Uncovering hidden histories in Virginia cemeteries
MICHAEL PAUL WILLIAMS
When Lynn Rainville left Chicago in 2001 to teach at Sweet Briar College, slavery — and her ongoing fascination with what the dead can teach the living — took on an immediacy.
“I started teaching at a college that was a former plantation. And I was like, ‘Oh, my goodness. They didn’t teach me about this in any book,’ ” she recalled Thursday. “And I just started studying slavery. I’d been already studying cemeteries for a decade, American cemeteries, and I wanted to have a project I could bring my students to.”

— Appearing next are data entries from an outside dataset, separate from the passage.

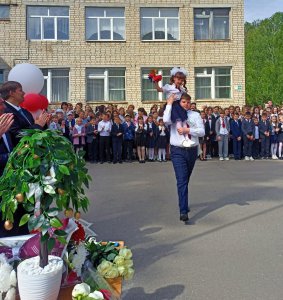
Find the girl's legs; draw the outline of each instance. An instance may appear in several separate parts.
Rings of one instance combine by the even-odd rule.
[[[161,155],[163,157],[163,160],[166,161],[166,149],[161,149]]]
[[[148,159],[149,160],[154,159],[154,148],[148,148]]]
[[[279,149],[278,149],[278,156],[279,156],[279,158],[282,157],[282,146],[283,146],[283,143],[280,142],[280,143],[279,143]]]
[[[141,148],[141,160],[145,161],[145,147],[140,147]]]
[[[200,144],[200,149],[201,149],[201,154],[199,156],[200,160],[203,160],[204,155],[203,155],[203,144]]]
[[[138,153],[138,158],[139,158],[139,161],[141,161],[141,160],[142,160],[142,158],[141,158],[141,148],[142,148],[142,147],[140,147],[140,146],[137,146],[137,153]]]
[[[203,159],[206,159],[206,143],[204,143],[202,145],[202,149],[201,150],[203,151],[203,153],[202,153]]]
[[[276,159],[276,152],[277,152],[277,143],[272,143],[271,144],[271,156],[273,159]]]
[[[158,149],[158,161],[162,161],[162,149]]]

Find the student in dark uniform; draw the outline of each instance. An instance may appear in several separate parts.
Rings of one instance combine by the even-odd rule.
[[[113,164],[122,163],[122,144],[123,144],[123,125],[119,115],[114,117],[111,128],[112,147],[113,147]]]
[[[138,118],[135,133],[139,163],[142,164],[145,163],[145,146],[147,133],[147,125],[144,123],[143,117]]]

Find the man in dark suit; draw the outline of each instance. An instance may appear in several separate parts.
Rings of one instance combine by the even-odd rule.
[[[13,124],[13,114],[4,114],[4,100],[0,98],[0,176],[2,176],[9,154],[12,152],[13,145],[11,142],[9,128]]]
[[[16,146],[20,141],[19,133],[22,129],[43,129],[47,122],[48,114],[43,112],[37,120],[34,120],[30,112],[20,107],[25,95],[20,83],[7,81],[0,88],[0,94],[5,100],[5,113],[14,115],[14,122],[9,130],[13,146]]]
[[[218,155],[218,142],[215,142],[216,131],[215,131],[215,123],[216,118],[212,114],[212,108],[208,107],[207,109],[207,125],[209,126],[209,135],[207,139],[207,158],[211,159],[212,156]]]

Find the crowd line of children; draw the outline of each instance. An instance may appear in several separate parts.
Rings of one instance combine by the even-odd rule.
[[[196,104],[191,109],[198,111]],[[170,159],[169,128],[163,122],[164,106],[134,111],[114,105],[62,103],[52,116],[49,128],[59,130],[73,143],[76,151],[85,150],[91,163],[123,161],[166,161]],[[200,138],[200,160],[219,157],[220,161],[283,159],[283,107],[230,106],[203,107],[205,136]]]

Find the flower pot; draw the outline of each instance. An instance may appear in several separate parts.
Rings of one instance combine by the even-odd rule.
[[[107,283],[110,285],[110,287],[115,292],[115,294],[116,294],[115,296],[120,298],[122,295],[123,278],[120,276],[120,277],[116,277],[116,278],[105,278],[105,280],[107,281]]]
[[[17,268],[21,300],[56,300],[59,294],[63,260],[49,255],[48,265],[39,266],[39,256],[21,262]]]

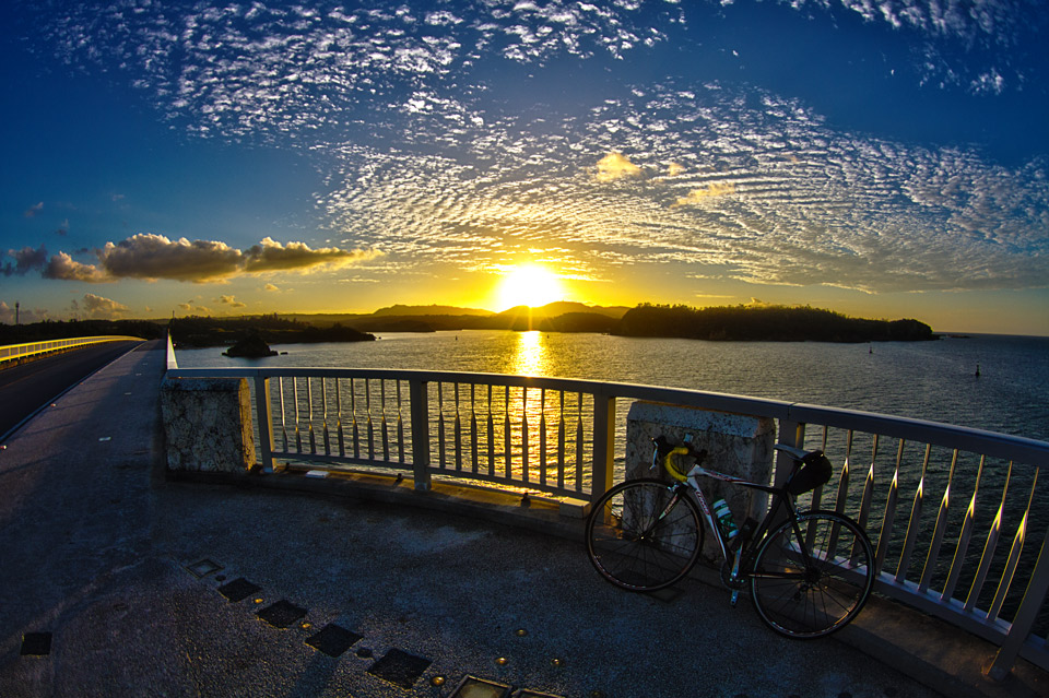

Rainville, a research professor in the humanities at Sweet Briar, is the author of a new book, “Hidden History: African American Cemeteries in Central Virginia,” on her research at more than 150 forgotten burial sites in Amherst, Albemarle and Nelson counties.
In town for a lecture at the Virginia Historical Society, she estimated that there are tens of thousands of African-American cemeteries, churchyard burial grounds and family plots in Virginia, with “easily thousands” undiscovered. “Each community probably has dozens of black cemeteries that have not been located,” she said.
In Richmond, cemeteries such as East End, Evergreen and Woodland are overgrown and endangered. The African Burial Ground, after years of protest, was reclaimed from a surface parking lot. Other burial grounds no doubt remain undetected.
More at the link. I would be interested to know if such research has been done in Cherokee County. This area was not a hotbed of slavery but the institution did exist here; ergo, slave cemeteries must have.